Las ciudades invisibles by Italo Calvino

Las ciudades invisibles by Italo Calvino

autor:Italo Calvino [Calvino, Italo]
La lengua: spa
Format: epub, mobi
Tags: Relato, Fantástico
editor: ePubLibre
publicado: 1972-01-01T05:00:00+00:00


Marco Polo describe un puente, piedra por piedra.

—¿Pero cuál es la piedra que sostiene el puente? —pregunta Kublai Kan.

—El puente no está sostenido por esta piedra o por aquélla —responde Marco—, sino por la línea del arco que ellas forman.

Kublai permanece silencioso, reflexionando. Después añade:

—¿Por qué me hablas de las piedras? Es sólo el arco lo que me importa.

Polo responde:

—Sin piedras no hay arco.

VI

—¿Te ha sucedido alguna vez ver una ciudad que se parezca a ésta? —preguntaba Kublai a Marco Polo asomando la mano ensortijada fuera del baldaquino de seda del bucentauro imperial, para señalar los puentes que se arquean sobre los canales, los palacios principescos cuyos umbrales de mármol se sumergen en el agua, el ir venir de los botes livianos que dan vueltas en zigzag impulsados por largos remos, las gabarras que descargan cestas de hortalizas en las plazas de los mercados, los balcones, las azoteas, las cúpulas, los campanarios, los jardines de las islas que verdean en el gris de la laguna.

El emperador, acompañado por su dignatario extranjero, visitaba Quinsai, antigua capital de depuestas dinastías, última perla engastada en la corona del Gran Kan.

—No, sir —respondió Marco—, nunca hubiese imaginado que pudiera existir una ciudad semejante a ésta.

El emperador trató de escrutarlo en los ojos.

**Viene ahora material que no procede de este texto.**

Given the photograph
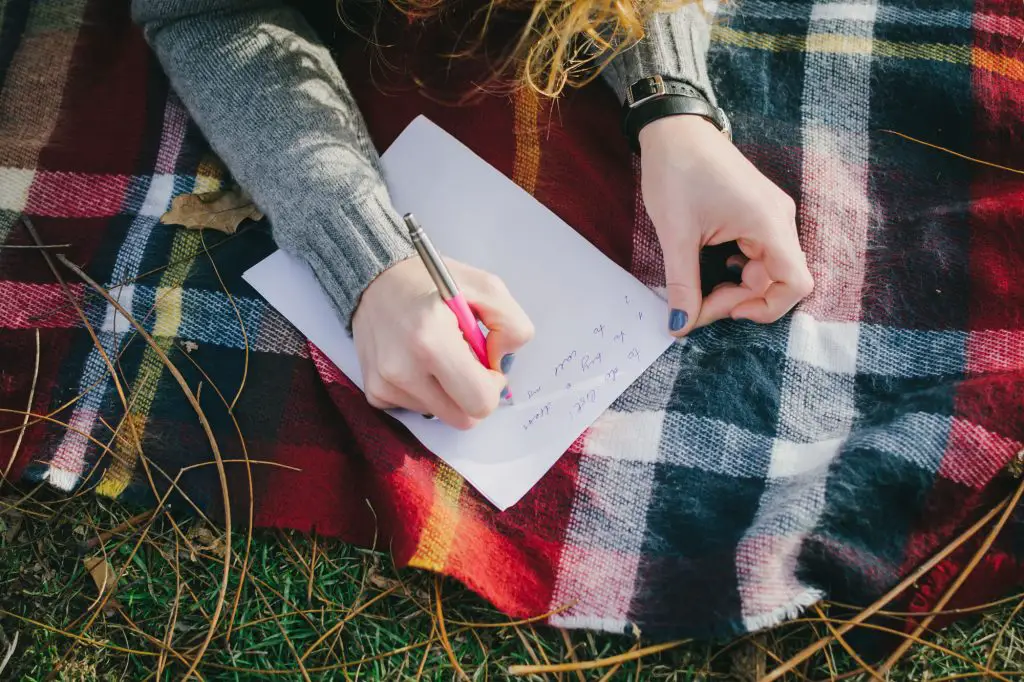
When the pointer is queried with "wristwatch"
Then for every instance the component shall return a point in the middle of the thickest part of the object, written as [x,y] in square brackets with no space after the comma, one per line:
[654,97]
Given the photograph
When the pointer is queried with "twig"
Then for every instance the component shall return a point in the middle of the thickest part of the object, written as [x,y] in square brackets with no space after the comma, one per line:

El extranjero bajó la mirada. Kublai permaneció silencioso todo el día.

Después del crepúsculo, en las terrazas del palacio real, Marco Polo exponía al soberano los resultados de sus embajadas. Habitualmente el Gran Kan terminaba las noches saboreando con los ojos entrecerrados estos relatos hasta que su primer bostezo daba al séquito de pajes la señal de encender las antorchas para guiar al soberano hasta el Pabellón del Augusto Sueño. Pero esta vez Kublai no parecía dispuesto a ceder a la fatiga.

—Dime una ciudad más —insistía.

—… Desde allí el hombre parte y cabalga tres jornadas entre gregal y levante… —proseguía diciendo Marco, y enumeraba nombres y costumbres y comercios de gran número de tierras. Su repertorio podía considerarse inagotable, pero ahora le tocó a él rendirse. Era el alba cuando dijo—: Sir, ahora te he hablado de todas las ciudades que conozco.

—Queda una de la que no hablas jamás.

Marco Polo inclinó la cabeza.

—Venecia —dijo el Kan.

Marco sonrió.

—¿Y de qué otra cosa crees que te hablaba?

El emperador no pestañeó.

—Sin embargo, no te he oído nunca pronunciar su nombre.

Y Polo:

—Cada vez que describo una ciudad digo algo de Venecia.

—Cuando te pregunto por otras ciudades, quiero oírte hablar de ellas. Y de Venecia cuando te pregunto por Venecia.

—Para distinguir las cualidades de las otras, debo partir de una primera ciudad que permanece implícita. Para mí es Venecia.

—Deberías entonces empezar cada relato de tus viajes por la partida, describiendo Venecia tal como es, toda entera, sin omitir nada de lo que recuerdes de ella.

El agua del lago estaba apenas encrespada; el reflejo de cobre del antiguo palacio de los Sung se desmenuzaba en reverberaciones centelleantes como hojas que flotan.

—Las imágenes de la memoria, una vez fijadas por las palabras, se borran —dijo Polo—. Quizás tengo miedo de perder a Venecia toda de una vez, si hablo de ella.